Ya en agonía, Samuel Tesler soltó primero un golpe de risa y después otro de llanto: como le preguntasen la razón de su hilaridad, respondió que, viendo ante sí la verdadera imagen de la Parca en la figura de una hermosísima virgen que lo estaba llamando ahora y parecía convidarle al sueño de las adormideras que rodeaban su frente, se reía él al recordar el esqueleto, la guadaña y otros cachivaches funestos, atribuidos a la Muerte por la luctuosa imaginación de los versificadores; en lo que a su llanto se refería, declaró verterlo al reflexionar en que pasarían siglos antes de que Buenos Aires tuviera otro pensador de su envergadura. Cuéntase que, no bien se le hubo desprendido el alma, un fuerte olor de benjuí, mirra y cinamomo brotó de su cuerpo y se difundió por todo el barrio, de modo tal que los villacrespenses se preguntaban si no estarían asaltando el negocio del turco Abdalla, perfumista de la calle Warnes. Risibles han sido los esfuerzos de la crítica histórica por encasillar a Samuel Tesler entre los filósofos cínicos, epicúreos o estoicos: el metafísico villacrespense fue un «ecléctico» de primera agua, y los que así no lo entiendan se pelarán la frente hasta el Día del Juicio. Dos razones tenía Samuel Tesler para detestar a Diógenes el del barril: afirmaba que Diógenes había sido el paradigma de la vanidad, y que si lo hubieran colocado frente a un espejo habría dado al punto con «el hombre» que tan afanosamente buscaba; el detalle del barril, sobre todo, le parecía groseramente absurdo, pues afirmaba que ni un filósofo podía ser el «contenido» de un barril ni un barril el «continente» de un filósofo, ya que tanto el filósofo como el barril eran los «continentes» naturales del sagrado licor que inventara Noé al acabarse el diluvio, tal vez para resarcirse de tanto exceso de agua. Frente a Heráclito que lloraba y a Demócrito que reía, Samuel Tesler se mostraba no menos juicioso: a su entender, Heráclito era un ternero sentimental y Demócrito una urraca jocunda; y tan deshumanizado el uno como el otro, ya que no habían descubierto la verdadera ley de la condición humana en la útil y prudente alternación de la risa y el llanto.
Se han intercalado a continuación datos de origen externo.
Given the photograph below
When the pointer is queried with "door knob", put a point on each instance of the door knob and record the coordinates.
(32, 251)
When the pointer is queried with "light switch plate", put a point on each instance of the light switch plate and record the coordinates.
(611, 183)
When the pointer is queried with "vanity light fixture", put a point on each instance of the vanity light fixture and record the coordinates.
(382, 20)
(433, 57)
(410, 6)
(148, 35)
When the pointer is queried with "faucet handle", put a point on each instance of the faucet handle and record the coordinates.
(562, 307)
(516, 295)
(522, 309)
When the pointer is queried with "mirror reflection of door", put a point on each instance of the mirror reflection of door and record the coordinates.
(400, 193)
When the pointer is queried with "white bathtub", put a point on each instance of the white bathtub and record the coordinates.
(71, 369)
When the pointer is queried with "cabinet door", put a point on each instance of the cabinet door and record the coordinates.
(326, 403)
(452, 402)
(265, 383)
Reírse dramáticamente del prójimo y llorarlo cómicamente, he ahí dos aspectos iguales de la compasión:
este aforismo enseñaba Samuel Tesler, el filósofo. Sentencias parecidas corroboran su eclecticismo en diversas asignaturas. Interrogado sobre cuál era el método seguro para lograr la
sofrosyne,
respondía él, atento a la naturaleza dual del hombre:
Ir de cuerpo y de alma todos los días.
Hallándose cierta vez en un círculo de curiosos que miraban cómo un frutero calabrés apaleaba metódicamente a su concubina, e inquiriendo sobre si era dado castigar a una mujer, el filósofo contestó:
En general, no; en particular, sí.
A los que se inclinaban demasiado a los retozos de Venus les decía:
Dormid con las mujeres, pero soñad con las diosas.
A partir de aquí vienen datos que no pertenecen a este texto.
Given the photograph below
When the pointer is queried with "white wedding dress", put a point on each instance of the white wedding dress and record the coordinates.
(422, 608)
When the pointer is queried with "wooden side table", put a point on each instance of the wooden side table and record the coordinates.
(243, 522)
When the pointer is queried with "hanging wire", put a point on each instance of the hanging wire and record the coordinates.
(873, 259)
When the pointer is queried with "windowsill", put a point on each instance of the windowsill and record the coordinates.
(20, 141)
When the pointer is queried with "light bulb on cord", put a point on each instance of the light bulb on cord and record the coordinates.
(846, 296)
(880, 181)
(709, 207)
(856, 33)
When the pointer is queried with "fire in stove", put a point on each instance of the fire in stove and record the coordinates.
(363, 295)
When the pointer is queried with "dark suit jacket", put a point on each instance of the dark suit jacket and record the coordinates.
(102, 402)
El optimismo con que miraba él al género humano se revela en la siguiente máxima, digna de Terencio:
Amo a los niños porque todavía no son hombres, y a los ancianos porque ya no lo son.
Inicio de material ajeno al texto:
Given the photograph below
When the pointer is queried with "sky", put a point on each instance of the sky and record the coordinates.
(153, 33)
Desgraciadamente, salvo los pocos fragmentos recogidos en la edición latina de Asinus Paleólogo, nada nos resta de sus tratados. Es fama que su patrona (una tal doña Francisca, mujer de pelo en pecho que algunos eruditos quieren igualar a la Xantipa de Sócrates) enajenó los libros del filósofo, para cobrarse una deuda miserable, y hasta vendió como papel viejo sus obras manuscritas, a razón de tres centavos el quilo, verdadera catástrofe literaria que para más de un admirador sólo tiene su igual en el llorado incendio de la biblioteca de Alejandría.